Johnny May et son ami, le Père Noël

Fruit de l’union d’un père blanc et d’une mère inuite, Johnny May est né en 1945 à Kangiqsualujjuaq, village situé à l’embouchure de la rivière George au Nouveau-Québec. À l’âge de six ans, lors d’un vol vers le camp de pêche de son père, le pilote lui confie brièvement les commandes de l’avion. Le jeune Johnny n’aura par la suite qu’une seule idée : devenir pilote. Il réalise son premier vol solo à l’âge de 16 ans et commence sa carrière de pilote de brousse en 1962 avec son brevet en poche. Au fil des ans, il accumulera 35 000 heures de vol sur des Nordyun Norseman, Beechcraft 18, DHC-2 Beaver, DHC-3 Otter et autres appareils. Après une dizaine d’années à voler pour divers transporteurs, il retourna à Kuujjuaq pour fonder en 1974 sa propre entreprise: Johnny May’s Air Charters. Suite à la vente de son entreprise à Air Inuit en 1988, Johnny May continua d’y œuvrer comme gestionnaire de l’exploitation et pilote en chef.

DHC-2 Beaver « Pengo Pally » de Johnny May’s Air Charters

Sa passion pour l’aviation n’a d’égale que celle pour son épouse Louisa, une femme exceptionnelle qui a œuvré dans les services sociaux du Nunavik au cours d’une carrière d’une trentaine d’années, tout en élevant quatre enfants. Louisa sût très tôt qu’elle devait partager son pilote de brousse avec les autres membres de la communauté. De retour d’une mission urgente, Johnny arriva quatre heures en retard à leur cérémonie de mariage ! Malgré son métier que l’amenait à s’absenter fréquemment de la maison pour des périodes parfois longues, Johnny avait toujours en tête sa chérie. Sur le flanc de son appareil DHC-2 Beaver fétiche qu’il pilota pendant une quarantaine d’années, il avait inscrit en inuktitut « Pengo Pally », ce qui signifie « Tu me manques ».

Louisa et Johnny

Vendu à un particulier en 2012, ce DHC-2 arborant toujours son inscription « Pengo Pally » fut malheureusement détruit lors d’un tragique écrasement le 12 juillet 2019. Clin d’œil à nos cousins français, ce même appareil  (# série 56-0393) a volé en France sous les couleurs de l’US Army dans les années 1960.

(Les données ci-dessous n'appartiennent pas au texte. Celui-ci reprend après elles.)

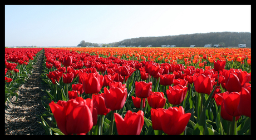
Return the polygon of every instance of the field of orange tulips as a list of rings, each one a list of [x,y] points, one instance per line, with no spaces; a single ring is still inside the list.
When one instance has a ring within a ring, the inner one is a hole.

DHC-2 Beaver (56-0393) à Toussus-le-Noble, France

En terminant sur une note plus joyeuse, mentionnons que la brasserie artisanale Bush Pilot Brewing Company a nommé une de ses créations « Pengo Pally » en l’honneur de Johnny May. Voilà certainement une bière digne d’être servie au Bar de l’escadrille !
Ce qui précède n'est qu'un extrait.